I think it could not have been a very inviting or restful home. There are long halls and picture galleries, all with shiny floors and stiffly placed properties, and the royal suites are just a series of square, prettily decorated and upholstered boxes, strung together, with doors between. One might as well set up a series of screens in a long hall. Even with the doors shut there could not have been much sense of privacy, certainly none of snugness. But then palaces were not meant to be cozy. We saw the bedrooms and dressing rooms and what not of the various queens, and we looked from an upper window down a long forest avenue that was finer than anything inside. Then we went back to the car and drove into the big forest for ten miles or more, to an old feudal castle—such a magnificent old castle, all towers and turrets and battlements—the château of Pierrefonds, one of the finest in France.

It stands upon a rocky height overlooking a lake, and it does not seem so old, though it had been there forty years when Joan of Arc came, and it looks as if it might be there about as long as the hill it stands on. It was built by Louis of Orléans, brother of Charles VI, and the storm of battle has raged often about its base. Here and there it still shows the mark of bombardment, and two cannon balls stick fast in the wall of one of its solid towers. Pierrefonds was in bad repair, had become well-nigh a ruin, in fact, when Napoleon III, at his own expense, engaged Viollet le Duc to restore it, in order that France might have a perfect type of the feudal castle in its original form. It stands to-day as complete in its structure and decoration as it was when Louis of Orléans moved in, more than five hundred years ago, and it conveys exactly the solid home surroundings of the mediæval lord. It is just a show place now, and its vast court, its chapel and its halls of state are all splendid enough, though nothing inside can be quite so magnificent as its mighty assemblage of towers and turrets rising above the trees and reflecting in the blue waters of a placid lake.

It began raining before we got to Paris, so we did not stop at Crépy-en-Valois, or Senlis, or Chantilly, or St. Denis, though all that land has been famous for kings and castles and bloodshed from a time farther back than the days of Cæsar. We were interested in all those things, but we agreed we could not see everything. Some things we saw as we went by; great gray walls and crumbling church towers, and then we were at the gates of Paris and presently threading our way through a tangle of streets, barred, many of them, because the top of the subway had been tumbling in a few days before and travel was dangerous. It was Sunday, too, and the streets were especially full of automobiles and pedestrians. It was almost impossible to keep from injuring something. I do not care for Paris, not from the driving seat of a car.


Chapter XXII

FROM PARIS TO CHARTRES AND CHÂTEAUDUN

In fact, neither the Joy nor I hungered for any more Paris, while the others had seen their fill. So we were off, with only a day's delay, this time taking the road to Versailles. There we put in an hour or two wandering through the vast magnificence of the palace where the great Louis XIV lived, loved, and died, and would seem to have spent a good part of his time having himself painted in a variety of advantageous situations, such as riding at the head of victorious armies, or occupying a comfortable seat in Paradise, giving orders to the gods.

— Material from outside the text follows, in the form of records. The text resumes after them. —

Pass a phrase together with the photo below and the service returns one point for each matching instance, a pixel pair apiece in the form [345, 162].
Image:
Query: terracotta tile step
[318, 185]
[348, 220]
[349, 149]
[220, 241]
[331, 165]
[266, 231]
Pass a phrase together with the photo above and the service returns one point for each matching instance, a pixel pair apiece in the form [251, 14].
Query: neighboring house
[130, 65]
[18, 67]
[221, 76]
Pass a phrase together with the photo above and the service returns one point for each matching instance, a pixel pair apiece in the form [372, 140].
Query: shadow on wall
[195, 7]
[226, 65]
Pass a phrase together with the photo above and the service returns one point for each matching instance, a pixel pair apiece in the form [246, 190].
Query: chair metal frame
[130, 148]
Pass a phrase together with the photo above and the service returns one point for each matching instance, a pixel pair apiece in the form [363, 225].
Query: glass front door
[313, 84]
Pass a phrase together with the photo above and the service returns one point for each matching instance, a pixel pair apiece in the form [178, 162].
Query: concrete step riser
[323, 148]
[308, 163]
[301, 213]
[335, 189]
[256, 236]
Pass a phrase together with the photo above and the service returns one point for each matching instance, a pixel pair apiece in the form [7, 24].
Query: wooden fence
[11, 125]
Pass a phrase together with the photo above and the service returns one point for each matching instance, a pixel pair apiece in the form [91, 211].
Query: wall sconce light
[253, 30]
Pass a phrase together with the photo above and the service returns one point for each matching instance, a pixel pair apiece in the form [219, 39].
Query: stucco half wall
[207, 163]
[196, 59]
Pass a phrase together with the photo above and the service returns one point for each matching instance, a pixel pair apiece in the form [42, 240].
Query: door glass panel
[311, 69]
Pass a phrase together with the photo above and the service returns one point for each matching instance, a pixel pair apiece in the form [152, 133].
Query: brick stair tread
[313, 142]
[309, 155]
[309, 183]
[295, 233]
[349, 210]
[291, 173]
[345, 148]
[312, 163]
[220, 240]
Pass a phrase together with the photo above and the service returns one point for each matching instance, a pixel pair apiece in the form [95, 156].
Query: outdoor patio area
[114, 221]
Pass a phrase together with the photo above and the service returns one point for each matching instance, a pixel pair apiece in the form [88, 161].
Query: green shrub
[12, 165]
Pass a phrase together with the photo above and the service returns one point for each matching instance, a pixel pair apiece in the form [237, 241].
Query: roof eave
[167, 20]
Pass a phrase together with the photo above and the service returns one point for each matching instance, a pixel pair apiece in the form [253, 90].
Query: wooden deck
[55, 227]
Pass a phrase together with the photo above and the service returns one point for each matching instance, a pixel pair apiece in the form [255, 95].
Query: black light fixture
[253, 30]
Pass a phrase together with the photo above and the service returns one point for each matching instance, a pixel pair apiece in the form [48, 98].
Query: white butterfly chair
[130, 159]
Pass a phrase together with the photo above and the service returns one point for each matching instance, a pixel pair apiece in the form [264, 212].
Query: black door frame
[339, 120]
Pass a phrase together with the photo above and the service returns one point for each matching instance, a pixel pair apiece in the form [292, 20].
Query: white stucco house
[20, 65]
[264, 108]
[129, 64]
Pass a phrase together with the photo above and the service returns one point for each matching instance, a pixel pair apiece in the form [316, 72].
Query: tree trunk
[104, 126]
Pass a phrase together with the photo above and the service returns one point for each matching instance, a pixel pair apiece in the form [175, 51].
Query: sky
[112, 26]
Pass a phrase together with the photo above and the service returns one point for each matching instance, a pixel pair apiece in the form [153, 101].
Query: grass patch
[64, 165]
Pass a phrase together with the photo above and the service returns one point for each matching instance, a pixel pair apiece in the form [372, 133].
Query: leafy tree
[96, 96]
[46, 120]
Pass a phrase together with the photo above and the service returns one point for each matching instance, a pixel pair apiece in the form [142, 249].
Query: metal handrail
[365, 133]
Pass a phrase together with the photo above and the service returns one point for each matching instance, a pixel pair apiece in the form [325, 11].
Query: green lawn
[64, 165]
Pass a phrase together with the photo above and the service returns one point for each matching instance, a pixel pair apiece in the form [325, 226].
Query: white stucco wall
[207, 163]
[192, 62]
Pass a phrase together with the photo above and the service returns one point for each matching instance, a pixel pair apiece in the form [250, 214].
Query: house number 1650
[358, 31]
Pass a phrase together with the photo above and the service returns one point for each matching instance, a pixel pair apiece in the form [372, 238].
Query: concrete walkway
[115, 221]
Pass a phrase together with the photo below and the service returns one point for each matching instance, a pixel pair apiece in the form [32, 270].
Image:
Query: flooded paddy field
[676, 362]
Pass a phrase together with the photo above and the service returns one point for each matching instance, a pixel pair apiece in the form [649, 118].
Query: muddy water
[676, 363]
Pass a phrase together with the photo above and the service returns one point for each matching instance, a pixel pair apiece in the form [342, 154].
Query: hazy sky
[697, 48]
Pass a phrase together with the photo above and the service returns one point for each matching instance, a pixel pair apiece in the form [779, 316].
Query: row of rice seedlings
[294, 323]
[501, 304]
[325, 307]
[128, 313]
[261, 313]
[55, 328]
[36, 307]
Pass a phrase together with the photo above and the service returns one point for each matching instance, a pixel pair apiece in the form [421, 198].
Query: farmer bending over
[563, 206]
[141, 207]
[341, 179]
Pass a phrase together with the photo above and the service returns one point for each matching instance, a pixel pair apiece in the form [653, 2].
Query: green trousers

They were weak kings who followed him. The great Louis reigned seventy-two years—prodigal years, but a period of military and artistic conquest—the golden age of French literature. His successor reigned long enough—fifty-nine years—but he achieved nothing worth while, and the next one lost his head. We saw the little balcony where the doomed Louis XVI and Marie Antoinette showed themselves to the mob—the "deluge" which the greater Louis had once predicted.

The palace at Versailles is like other royal palaces of France—a fine show place, an excellent museum, but never in its day of purest domesticity could it have been called "a happy little home." Everything is on too extended a scale. Its garden was a tract of marshy land sixty miles in circumference until Louis XIV set thirty-six thousand men at it, turning it into fairyland. Laborers died by the score during the work, and each night the dead were carted away. When this was mentioned to the king he was troubled, fearing his supply of men might not last. However, the garden was somehow completed. Possibly Louis went out and dug in it a little himself.

It is still a Garden of Eden, with leafy avenues, and lakes, and marvelous fountains, and labyrinths of flowers. Looking out over it from the palace windows we remembered how the king had given Madame Maintenon a summer sleigh-ride, causing long avenues to be spread with sugar and salt to gratify her idly-expressed whim. I am sorry, of course, that the later Louis had to lose his head, but on the whole I think it is very well that France discouraged that line of kings.